The risks associated with not breast-feeding should be outlined at antenatal classes, rather than via a warning on infant formulas, a Northland midwife says.
"In the early postnatal period, there's lots of other issues that a woman's feeling with her hormones. It's quite a difficult time to say to a woman: 'Do you realise that if you formula-feed your baby, these are the risks associated with it'?" Lynley McFarland, of Mill Road Midwives, said.

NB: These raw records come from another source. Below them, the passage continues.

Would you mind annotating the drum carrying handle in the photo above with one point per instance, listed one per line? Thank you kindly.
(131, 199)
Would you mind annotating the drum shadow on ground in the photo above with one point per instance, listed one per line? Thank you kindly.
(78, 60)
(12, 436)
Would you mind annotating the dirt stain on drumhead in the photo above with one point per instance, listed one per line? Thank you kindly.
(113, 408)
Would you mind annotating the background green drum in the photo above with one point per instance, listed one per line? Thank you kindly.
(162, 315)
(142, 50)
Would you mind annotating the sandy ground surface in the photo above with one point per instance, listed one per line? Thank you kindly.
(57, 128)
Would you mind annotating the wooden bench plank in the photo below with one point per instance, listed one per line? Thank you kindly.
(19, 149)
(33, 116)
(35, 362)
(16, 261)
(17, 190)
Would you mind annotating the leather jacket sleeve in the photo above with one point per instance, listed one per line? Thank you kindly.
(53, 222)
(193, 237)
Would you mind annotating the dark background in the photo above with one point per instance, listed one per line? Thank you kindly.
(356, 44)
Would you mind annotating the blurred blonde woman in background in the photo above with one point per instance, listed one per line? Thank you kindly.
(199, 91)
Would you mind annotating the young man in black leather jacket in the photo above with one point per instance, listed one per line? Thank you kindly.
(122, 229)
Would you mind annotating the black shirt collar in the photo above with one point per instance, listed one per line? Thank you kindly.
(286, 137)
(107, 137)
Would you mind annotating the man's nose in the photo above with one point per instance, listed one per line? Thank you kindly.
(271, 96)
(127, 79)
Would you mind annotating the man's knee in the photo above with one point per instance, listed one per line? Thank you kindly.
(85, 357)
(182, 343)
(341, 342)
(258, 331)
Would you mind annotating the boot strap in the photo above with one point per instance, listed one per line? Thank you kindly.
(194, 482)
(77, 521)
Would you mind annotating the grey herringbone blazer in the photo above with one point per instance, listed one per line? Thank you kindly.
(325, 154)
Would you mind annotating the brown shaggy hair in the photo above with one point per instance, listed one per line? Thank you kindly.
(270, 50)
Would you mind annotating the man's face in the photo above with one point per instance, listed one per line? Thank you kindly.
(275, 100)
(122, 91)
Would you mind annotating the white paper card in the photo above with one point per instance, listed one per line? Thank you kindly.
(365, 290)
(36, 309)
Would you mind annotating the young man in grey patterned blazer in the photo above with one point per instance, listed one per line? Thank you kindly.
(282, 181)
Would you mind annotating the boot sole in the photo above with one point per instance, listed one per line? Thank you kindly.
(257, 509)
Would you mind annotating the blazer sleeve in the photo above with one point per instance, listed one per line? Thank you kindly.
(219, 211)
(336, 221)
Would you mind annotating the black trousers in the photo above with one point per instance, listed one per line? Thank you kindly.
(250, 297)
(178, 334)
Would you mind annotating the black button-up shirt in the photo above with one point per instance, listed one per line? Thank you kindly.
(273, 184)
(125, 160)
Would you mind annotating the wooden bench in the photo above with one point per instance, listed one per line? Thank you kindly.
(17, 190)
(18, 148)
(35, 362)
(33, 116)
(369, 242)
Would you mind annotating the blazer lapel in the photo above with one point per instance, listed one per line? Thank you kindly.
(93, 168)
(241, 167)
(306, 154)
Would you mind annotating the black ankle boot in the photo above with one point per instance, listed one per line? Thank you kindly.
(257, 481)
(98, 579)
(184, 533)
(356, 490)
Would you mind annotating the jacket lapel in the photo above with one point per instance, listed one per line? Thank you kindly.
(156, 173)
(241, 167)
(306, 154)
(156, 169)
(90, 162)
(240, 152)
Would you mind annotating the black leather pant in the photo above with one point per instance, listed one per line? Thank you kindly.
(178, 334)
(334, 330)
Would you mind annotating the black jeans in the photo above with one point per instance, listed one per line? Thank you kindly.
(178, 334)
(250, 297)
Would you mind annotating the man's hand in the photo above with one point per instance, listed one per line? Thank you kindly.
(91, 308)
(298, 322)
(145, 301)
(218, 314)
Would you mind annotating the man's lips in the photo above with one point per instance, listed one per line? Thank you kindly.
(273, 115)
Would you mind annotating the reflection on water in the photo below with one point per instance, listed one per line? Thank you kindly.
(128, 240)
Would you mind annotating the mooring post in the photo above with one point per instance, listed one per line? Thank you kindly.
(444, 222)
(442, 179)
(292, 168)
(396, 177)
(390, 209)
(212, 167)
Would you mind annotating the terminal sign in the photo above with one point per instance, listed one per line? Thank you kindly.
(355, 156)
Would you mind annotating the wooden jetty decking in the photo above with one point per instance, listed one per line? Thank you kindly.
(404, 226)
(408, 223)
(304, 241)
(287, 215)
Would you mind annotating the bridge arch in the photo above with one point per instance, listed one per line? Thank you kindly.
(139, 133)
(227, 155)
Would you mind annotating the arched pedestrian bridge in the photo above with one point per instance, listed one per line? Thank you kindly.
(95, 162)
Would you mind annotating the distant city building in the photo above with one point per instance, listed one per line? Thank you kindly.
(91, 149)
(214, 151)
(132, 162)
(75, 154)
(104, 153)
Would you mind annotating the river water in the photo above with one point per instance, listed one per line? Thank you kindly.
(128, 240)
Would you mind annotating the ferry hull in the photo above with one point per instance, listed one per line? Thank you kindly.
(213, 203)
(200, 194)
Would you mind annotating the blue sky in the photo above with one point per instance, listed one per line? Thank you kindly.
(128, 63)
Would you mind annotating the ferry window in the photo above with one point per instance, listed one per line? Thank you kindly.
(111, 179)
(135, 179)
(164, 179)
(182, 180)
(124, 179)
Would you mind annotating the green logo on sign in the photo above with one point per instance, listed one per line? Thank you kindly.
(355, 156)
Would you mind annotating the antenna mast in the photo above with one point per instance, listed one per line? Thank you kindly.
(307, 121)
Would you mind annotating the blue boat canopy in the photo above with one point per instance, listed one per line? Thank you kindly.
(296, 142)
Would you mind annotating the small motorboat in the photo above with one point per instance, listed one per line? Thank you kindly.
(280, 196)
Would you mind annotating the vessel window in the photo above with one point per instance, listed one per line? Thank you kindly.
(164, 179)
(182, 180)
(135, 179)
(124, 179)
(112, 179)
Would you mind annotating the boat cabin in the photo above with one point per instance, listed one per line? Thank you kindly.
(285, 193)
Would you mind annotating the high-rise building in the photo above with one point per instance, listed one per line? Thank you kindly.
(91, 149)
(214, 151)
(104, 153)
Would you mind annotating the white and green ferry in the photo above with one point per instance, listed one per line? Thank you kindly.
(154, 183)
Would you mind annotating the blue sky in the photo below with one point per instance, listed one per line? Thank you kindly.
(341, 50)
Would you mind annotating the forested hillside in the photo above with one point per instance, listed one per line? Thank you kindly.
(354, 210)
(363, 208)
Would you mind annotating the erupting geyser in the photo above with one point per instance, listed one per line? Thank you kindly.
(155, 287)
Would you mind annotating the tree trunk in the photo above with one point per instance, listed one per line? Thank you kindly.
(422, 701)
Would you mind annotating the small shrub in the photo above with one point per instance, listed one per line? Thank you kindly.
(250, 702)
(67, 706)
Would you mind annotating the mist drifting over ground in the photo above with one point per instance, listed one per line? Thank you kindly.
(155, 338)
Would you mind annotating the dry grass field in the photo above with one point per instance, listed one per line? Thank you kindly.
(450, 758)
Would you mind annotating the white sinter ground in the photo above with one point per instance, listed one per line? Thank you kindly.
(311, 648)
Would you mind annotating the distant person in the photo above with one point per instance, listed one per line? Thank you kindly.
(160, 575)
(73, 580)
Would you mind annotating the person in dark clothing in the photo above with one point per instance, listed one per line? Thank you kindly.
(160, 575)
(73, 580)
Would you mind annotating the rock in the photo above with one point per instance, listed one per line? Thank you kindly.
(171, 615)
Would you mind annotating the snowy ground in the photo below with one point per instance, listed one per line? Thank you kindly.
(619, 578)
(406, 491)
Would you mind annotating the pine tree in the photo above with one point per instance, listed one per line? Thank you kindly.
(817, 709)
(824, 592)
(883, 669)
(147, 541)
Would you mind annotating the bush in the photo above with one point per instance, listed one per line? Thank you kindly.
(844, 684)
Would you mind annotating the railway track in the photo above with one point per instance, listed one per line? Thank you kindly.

Her comments followed a proposal to introduce product labels warning of the health risks associated with infant formula.
Research suggests babies who aren't breast-fed are at increased risk of developing diabetes, heart disease and being obese. Slower cognitive development and weak immunity have also been linked to babies not being breast-fed.
Ms McFarland suggested the antenatal period may be a good time to provide information on breast-feeding's benefits.
"Those risks need to be really widely known in the community. It's really good if the experienced women in the family will get around and support a breast-feeding woman, because quite often it's them that discourage [it] - especially if they've got a strong bottle-feeding history," she said.
A Food Standards Australia and New Zealand consultation paper is calling for submissions on proposals, including warning labels that could replace or supplement the "breast is best" statement on infant formula products.
Debate over breast-feeding versus formula has flared this year, with formula-feeding mothers saying they feel vilified for choosing formula - with "breastapo" type tactics on many maternity wards.
The New Zealand Breast Feeding Authority says it is important parents understand the difference between formula feeds and breast-feeding.
Meanwhile, New Zealand scientists are working on developing a baby formula which could match human milk's nutritional quality. The Government has approved a research grant for the University of Otago-led project, trying to find ways of adding oligosaccharides to formula made from cows' milk.
Oligosaccharides have been linked to healthy bacteria in babies' bowels.